Throughout the last decade, queer people have seen unprecedented advancements in basic human rights and acceptance. However, there are still many misconceptions of the LGBTQ community, especially how it is portrayed in media.
One such issue is queerbaiting, which happens when companies and studios hint at or subtly include an LGBTQ character or theme in media, only to portray them as a villain, refuse to develop their personality, not give them screen time or even kill them off later in the show.
This is usually done for the purpose of gaining support and money from queer fans, who companies hope will watch the show to gain those precious few moments of relatability and representation in a character.
Those characters and stories can both positively and negatively impact LGBTQ viewers like economics sophomore Dylan Scifo.
“Queerbaiting sets up queer people for disappointment,” they said. “[It] implies that queer people are more useful to get views rather than being used to share stories and be represented.”
In recent years, companies have used the queer community as an untapped demographic.
From slapping a rainbow on a product to momentarily showing a supposedly gay character on screen, the bare minimum has been all queer audiences could get for years.
Marketing sophomore Mike Messina was part of that audience.
“A lot of TV shows that I grew up watching didn't really have a lot of characters that were LGBT or very open about it,” he said. “And if there were, it was very, very subtle.”
One character he remembers counting as “representation” was Sharpay Evans’ (Ashley Tisdale) brother Ryan Evans (Lucas Grabeel) from "High School Musical," despite the franchise never confirming the character’s sexuality.
“But there was never really any storyline that he had. It was just, he was allowed to sit there constantly,” Messina said. “But it was just obvious that we knew who he was and what he was about.”
Many queer people feel insecure and alone growing up, nursing senior Rachael Thompson said, which is how queerbaiting affects them on a deeper level than just ruining a show or movie.
“I think it's super important from a young age to see that it's okay to be yourself and that there's other people like you,” Thompson said. “Seeing that positive representation in media can help boost your self esteem as a queer person.”
She said she wishes she’d seen that representation while growing up but is happy that it’s become more available for the next generation.
“I really didn't see anything positive in the media [until] I was probably, like, in my later years of high school,” Thompson said. “Now I see kids seeing more in the media, and they're super excited to see it. And I'm super happy that they have that now, but like, it would have been cool to also have it whenever I was growing up.”
Like Thompson, Messina said having a show with a character he could relate to would have helped him feel less alone as a child. Now that he’s older, the effects of queerbaiting run far deeper than just underdeveloped characters in a show.

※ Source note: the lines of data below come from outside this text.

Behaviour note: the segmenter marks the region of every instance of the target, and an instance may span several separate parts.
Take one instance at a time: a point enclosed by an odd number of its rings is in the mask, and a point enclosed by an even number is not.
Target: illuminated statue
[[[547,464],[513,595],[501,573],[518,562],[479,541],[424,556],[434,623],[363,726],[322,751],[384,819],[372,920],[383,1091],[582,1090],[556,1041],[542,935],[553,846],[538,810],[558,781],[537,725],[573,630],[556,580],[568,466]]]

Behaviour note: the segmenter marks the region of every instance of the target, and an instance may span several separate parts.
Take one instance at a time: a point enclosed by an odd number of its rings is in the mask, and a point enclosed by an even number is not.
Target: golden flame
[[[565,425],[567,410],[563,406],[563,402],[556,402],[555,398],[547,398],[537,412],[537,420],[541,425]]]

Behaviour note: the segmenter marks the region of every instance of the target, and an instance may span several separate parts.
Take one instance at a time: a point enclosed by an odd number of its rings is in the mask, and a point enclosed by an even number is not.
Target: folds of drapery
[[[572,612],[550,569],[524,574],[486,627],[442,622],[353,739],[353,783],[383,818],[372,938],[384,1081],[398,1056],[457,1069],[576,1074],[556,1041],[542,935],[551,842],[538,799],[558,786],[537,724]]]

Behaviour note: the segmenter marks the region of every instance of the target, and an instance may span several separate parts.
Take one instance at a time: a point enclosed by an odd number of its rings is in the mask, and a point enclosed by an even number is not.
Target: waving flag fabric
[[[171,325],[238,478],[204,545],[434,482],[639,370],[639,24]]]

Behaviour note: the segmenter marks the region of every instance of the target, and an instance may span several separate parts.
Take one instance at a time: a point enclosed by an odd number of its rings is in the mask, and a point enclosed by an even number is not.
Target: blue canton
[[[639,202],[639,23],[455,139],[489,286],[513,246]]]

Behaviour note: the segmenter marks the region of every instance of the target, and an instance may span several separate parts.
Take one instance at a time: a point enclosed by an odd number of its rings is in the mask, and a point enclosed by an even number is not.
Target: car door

“The problem is that these companies try to appeal to the gay community so that they can get more of what they want out of [us],” Messina said. “On the flip side, they probably don't support or donate anything to organizations that go to our community. And it's very disheartening, because it's almost like you're using us as props.”
Like anyone else, queer people want to feel heard and see people on screen who they can relate to, Messina said. For media that actually represents queer people as real people, he recommended "Pretty Little Liars" or "Love, Simon (2018)."
Thompson said the TV show "One Day at a Time" means a lot to her because it casually represents queer characters instead of promoting stereotypes.
“It was just very, like, nonchalant and not aggressively trying to make it seem like they were adding something,” she said. “It was just so nice to see it as a general concept.”
Many times queer characters are added for shock value, Messina said, and they aren’t true to most queer people’s everyday life. When a show includes casual representation, it shows that queer people are just as human as non-queer people.
“We're alive and we're breathing, and people honestly just need to know about who we are and what we're like,” Messina said. “We're here, and we're not going anywhere.”